Auch wenn Delta Goodrem anfangs noch in Europa im TV und Radio lief – immerhin waren das Anfang der 2000er noch wichtige Medien – war schon beim zweiten Album die Nachfrage wesentlich kleiner. Das lag nicht zwangsläufig an der Qualität, sondern eben an der Quantität. Wer nicht gespielt wird, wird nicht wahrgenommen, ganz besonders zu den Anfangszeiten des Internets. Dabei gab es sogar hierzulande fürs Debüt Gold, in UK gleich Dreifachplatin. Das sind extrem gute Zeichen für eine steile Karriere. Doch leider geschieht das alles nur im Konjunktiv. Sony Music Australia entscheidet sich gegen Support in Übersee, konzentriert sich nur aufs Landesinnere und vergeigt damit eine der größten Chancen.

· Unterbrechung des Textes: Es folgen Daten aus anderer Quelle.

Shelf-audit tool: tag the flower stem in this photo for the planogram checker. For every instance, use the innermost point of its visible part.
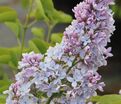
(25, 27)
(69, 69)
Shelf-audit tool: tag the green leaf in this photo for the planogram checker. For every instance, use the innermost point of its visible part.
(4, 59)
(5, 9)
(25, 3)
(56, 37)
(39, 32)
(14, 27)
(13, 63)
(39, 45)
(108, 99)
(4, 51)
(7, 14)
(54, 15)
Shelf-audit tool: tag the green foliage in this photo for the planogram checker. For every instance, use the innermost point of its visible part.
(38, 45)
(107, 99)
(38, 32)
(7, 14)
(54, 15)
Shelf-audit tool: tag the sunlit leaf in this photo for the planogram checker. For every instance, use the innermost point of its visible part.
(54, 15)
(41, 45)
(7, 14)
(39, 32)
(4, 59)
(107, 99)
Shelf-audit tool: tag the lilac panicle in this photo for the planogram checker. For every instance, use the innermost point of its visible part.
(70, 68)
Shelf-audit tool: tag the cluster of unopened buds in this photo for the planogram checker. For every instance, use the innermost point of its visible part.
(67, 73)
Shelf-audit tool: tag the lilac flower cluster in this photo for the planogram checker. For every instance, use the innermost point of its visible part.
(67, 73)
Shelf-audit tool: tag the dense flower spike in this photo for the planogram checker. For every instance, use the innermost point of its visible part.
(67, 73)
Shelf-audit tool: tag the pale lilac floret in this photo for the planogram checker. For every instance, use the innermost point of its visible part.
(70, 69)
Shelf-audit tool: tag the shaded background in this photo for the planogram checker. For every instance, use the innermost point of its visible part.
(111, 74)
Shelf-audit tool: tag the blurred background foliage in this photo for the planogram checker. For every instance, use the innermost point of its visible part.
(33, 29)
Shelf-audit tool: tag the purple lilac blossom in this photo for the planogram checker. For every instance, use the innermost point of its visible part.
(70, 68)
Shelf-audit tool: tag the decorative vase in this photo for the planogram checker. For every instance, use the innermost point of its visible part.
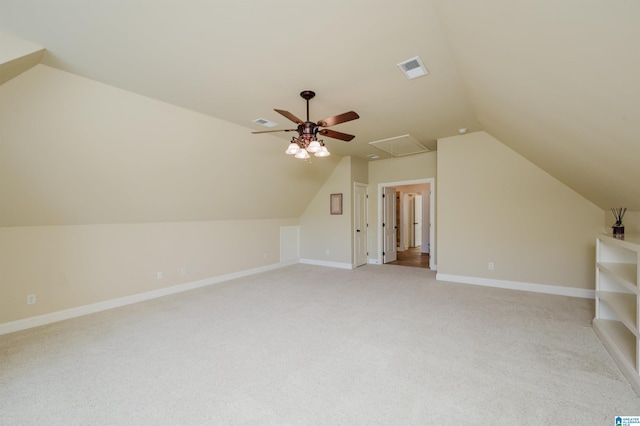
(618, 231)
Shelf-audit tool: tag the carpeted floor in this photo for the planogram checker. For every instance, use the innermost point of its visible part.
(308, 345)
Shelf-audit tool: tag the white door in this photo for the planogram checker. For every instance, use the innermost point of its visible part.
(417, 220)
(389, 229)
(360, 225)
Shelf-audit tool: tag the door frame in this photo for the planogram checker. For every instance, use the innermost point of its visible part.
(365, 225)
(432, 218)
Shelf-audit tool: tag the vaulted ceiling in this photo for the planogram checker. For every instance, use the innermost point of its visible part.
(554, 80)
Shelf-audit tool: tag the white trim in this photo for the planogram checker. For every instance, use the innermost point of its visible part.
(432, 216)
(325, 263)
(23, 324)
(517, 285)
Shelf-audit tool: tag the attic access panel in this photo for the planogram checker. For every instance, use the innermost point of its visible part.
(400, 146)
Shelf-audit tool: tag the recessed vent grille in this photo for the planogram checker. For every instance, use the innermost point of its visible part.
(264, 122)
(400, 146)
(413, 68)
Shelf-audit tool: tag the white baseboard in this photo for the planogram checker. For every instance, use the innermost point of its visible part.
(23, 324)
(325, 263)
(517, 285)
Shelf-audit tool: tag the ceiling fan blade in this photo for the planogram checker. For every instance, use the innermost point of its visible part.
(289, 116)
(337, 119)
(336, 135)
(272, 131)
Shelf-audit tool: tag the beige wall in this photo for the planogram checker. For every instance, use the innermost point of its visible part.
(74, 151)
(495, 206)
(325, 237)
(631, 221)
(71, 266)
(101, 188)
(400, 169)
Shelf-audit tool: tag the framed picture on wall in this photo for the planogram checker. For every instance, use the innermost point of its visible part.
(336, 204)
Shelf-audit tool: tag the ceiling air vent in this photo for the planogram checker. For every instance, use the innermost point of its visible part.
(264, 122)
(413, 68)
(400, 146)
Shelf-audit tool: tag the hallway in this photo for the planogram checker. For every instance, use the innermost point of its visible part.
(412, 257)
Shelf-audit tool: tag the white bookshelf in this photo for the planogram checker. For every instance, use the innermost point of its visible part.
(617, 319)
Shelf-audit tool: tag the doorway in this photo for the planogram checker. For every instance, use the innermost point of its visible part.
(414, 223)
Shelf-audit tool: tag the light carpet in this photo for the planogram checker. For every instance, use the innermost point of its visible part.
(308, 345)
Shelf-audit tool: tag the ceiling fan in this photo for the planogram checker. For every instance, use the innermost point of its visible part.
(308, 131)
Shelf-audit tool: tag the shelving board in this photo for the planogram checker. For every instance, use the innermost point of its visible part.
(617, 320)
(624, 306)
(621, 344)
(627, 273)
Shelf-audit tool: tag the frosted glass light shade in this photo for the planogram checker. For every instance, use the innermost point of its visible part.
(293, 148)
(314, 146)
(324, 152)
(302, 154)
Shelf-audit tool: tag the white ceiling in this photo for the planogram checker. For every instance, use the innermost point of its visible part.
(554, 80)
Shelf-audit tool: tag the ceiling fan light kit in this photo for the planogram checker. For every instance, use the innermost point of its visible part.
(307, 140)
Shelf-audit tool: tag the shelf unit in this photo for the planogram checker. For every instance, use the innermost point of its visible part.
(617, 319)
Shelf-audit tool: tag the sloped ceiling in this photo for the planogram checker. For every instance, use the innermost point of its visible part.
(555, 81)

Zwar ist 2023 Delta Goodrem nur noch den Wenigsten ein Name, aber die, die sie im Kopf behalten haben, kommen. Erstmalig ist die wahrscheinlich talentierteste Sängerin Australiens unterwegs und hält fünfmal in deutschsprachigen Städten. Zwar musste die für April angesetzte Tour um fünf Monate nach hinten verschoben werden, aber solche Lappalien sind nach Corona pillepalle. Doch warum plötzlich jetzt? Ganz easy: Die 38-jährige Künstlerin hat sich von denjenigen verabschiedet, die meinten, Europa wäre nicht das Richtige. Nun veröffentlicht sie ihren Stuff über ihr eigenes Label, nennt es selbst eine “neue Ära” und zeigt der Welt, wer sie ist.

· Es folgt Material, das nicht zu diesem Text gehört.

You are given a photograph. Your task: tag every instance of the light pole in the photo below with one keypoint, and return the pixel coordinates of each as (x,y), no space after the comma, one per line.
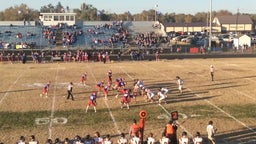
(210,30)
(155,11)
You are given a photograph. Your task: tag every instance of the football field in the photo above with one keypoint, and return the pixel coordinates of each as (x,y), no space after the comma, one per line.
(229,101)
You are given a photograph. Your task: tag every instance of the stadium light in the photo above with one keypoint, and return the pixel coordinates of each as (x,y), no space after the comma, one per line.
(155,11)
(210,30)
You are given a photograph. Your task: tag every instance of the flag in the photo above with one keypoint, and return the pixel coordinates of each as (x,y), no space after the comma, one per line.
(129,13)
(98,13)
(19,11)
(158,12)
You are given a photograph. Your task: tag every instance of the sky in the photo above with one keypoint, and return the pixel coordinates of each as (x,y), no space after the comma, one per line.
(137,6)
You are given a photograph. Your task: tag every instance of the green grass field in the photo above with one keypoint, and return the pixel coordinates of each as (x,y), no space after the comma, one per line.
(229,101)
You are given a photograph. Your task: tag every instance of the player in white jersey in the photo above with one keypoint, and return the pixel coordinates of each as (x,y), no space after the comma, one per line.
(150,139)
(162,96)
(184,138)
(180,83)
(122,139)
(211,132)
(198,139)
(150,95)
(212,72)
(135,140)
(164,140)
(164,90)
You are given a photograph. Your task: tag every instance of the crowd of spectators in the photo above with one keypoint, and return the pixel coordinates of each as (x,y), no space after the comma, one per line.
(134,136)
(146,40)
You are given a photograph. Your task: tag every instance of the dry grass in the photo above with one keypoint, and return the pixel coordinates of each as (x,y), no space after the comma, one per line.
(229,101)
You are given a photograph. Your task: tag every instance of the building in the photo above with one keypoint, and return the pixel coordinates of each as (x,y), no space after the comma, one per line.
(234,23)
(220,24)
(48,19)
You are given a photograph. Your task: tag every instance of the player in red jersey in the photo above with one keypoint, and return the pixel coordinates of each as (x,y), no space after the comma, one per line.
(105,91)
(125,100)
(109,74)
(45,90)
(92,102)
(83,78)
(100,86)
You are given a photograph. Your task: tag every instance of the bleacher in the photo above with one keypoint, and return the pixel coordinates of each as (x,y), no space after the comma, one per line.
(16,37)
(90,35)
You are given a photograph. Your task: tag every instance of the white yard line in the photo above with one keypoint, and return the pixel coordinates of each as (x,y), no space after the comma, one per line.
(233,89)
(160,104)
(53,104)
(212,104)
(11,86)
(109,110)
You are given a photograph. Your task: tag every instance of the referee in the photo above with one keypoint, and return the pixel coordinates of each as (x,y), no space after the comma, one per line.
(70,88)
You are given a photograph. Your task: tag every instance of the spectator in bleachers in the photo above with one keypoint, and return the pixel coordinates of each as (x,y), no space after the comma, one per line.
(33,140)
(122,139)
(98,139)
(22,140)
(107,139)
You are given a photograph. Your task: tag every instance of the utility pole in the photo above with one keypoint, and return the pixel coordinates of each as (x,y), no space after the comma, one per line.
(237,20)
(155,12)
(210,30)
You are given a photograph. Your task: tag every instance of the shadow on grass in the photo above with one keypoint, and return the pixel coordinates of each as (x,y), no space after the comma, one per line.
(13,91)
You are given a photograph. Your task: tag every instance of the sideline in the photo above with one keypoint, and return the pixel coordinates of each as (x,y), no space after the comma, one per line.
(212,104)
(109,110)
(11,86)
(159,104)
(53,104)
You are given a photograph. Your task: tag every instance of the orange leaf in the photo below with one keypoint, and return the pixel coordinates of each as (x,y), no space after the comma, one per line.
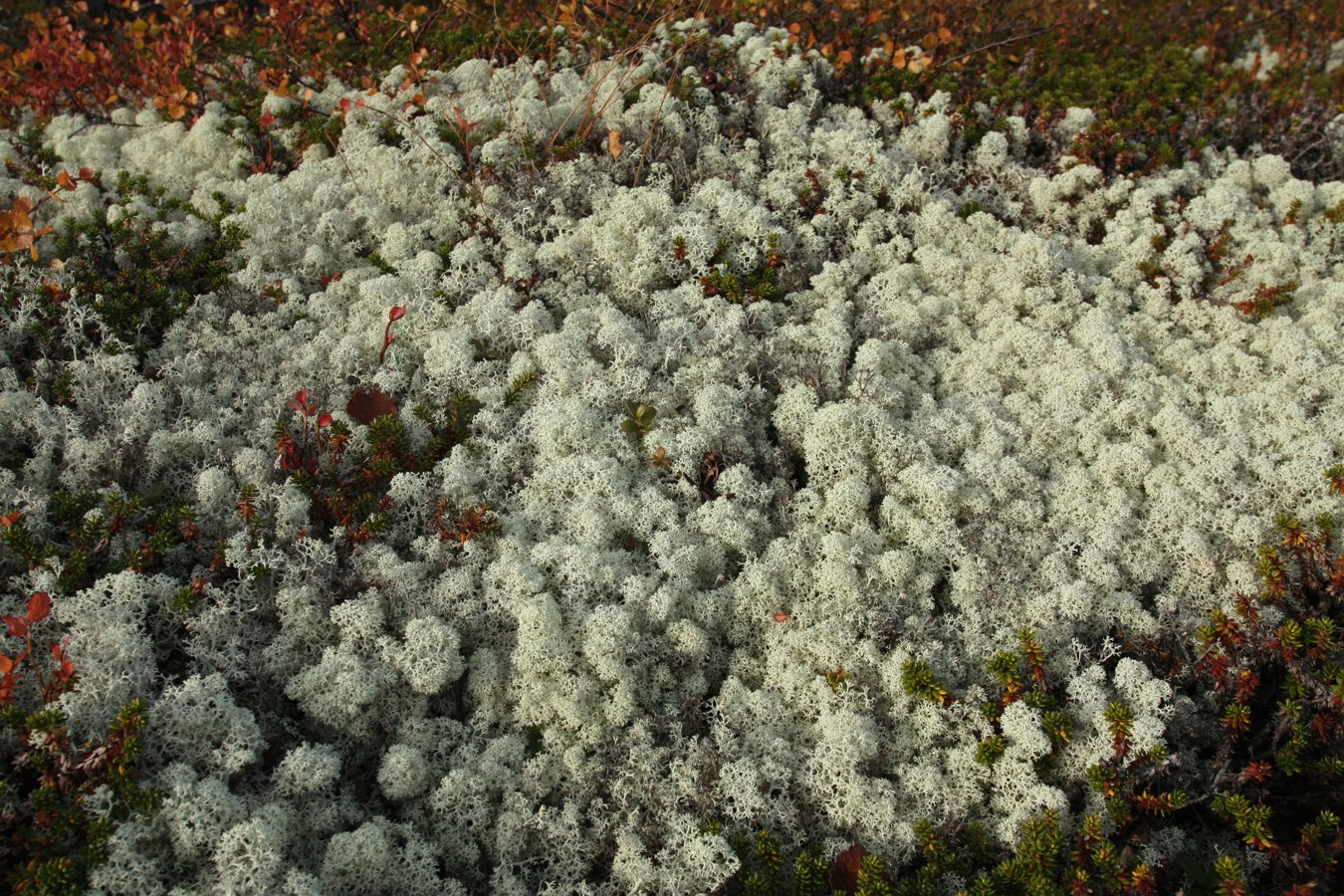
(18,626)
(39,604)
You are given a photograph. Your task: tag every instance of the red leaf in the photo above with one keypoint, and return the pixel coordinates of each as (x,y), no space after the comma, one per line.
(367,407)
(300,403)
(18,626)
(39,604)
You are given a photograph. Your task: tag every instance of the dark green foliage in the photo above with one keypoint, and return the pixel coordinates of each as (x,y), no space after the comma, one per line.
(49,842)
(137,280)
(133,533)
(351,492)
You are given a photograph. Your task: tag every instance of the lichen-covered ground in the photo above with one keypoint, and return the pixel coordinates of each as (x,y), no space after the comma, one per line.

In der Kantine in Köln, dem sechsten Halt auf der 14 Gigs umfassenden Hearts on the Run-Tour, ist es am 3.9., einem warmen Sonntag, nicht ganz voll. Die Show meldet zwar nicht, ausverkauft zu sein, ist aber mindestens zu Zweidrittel von Besucher*innen besucht. Die kommen übrigens zum Teil von verdammt weit her. Niederlande und Belgien ok, aber sogar UK und Kroatien hat sich hier versammelt, um endlich endlich endlich die Sängerin hören zu können, in deren Stimme man sich vor rund zwei Dekaden verliebt hat. Das Publikum überrascht: Einige sind um die 30, manche mindestens 60. Mehrere Rollstuhlfahrer*innen probieren vor der Stage einen Platz zu finden, was allerdings etwas schwerfällt, gibt es für sie nämlich keinen vorab freigehaltenen Raum. 20 Minuten muss man länger warten, bis schließlich um 20:20 Uhr die vierköpfige Band die Bühne betrifft. Darunter übrigens ein Violinist – ziemlich selten bei Pop-Konzerten.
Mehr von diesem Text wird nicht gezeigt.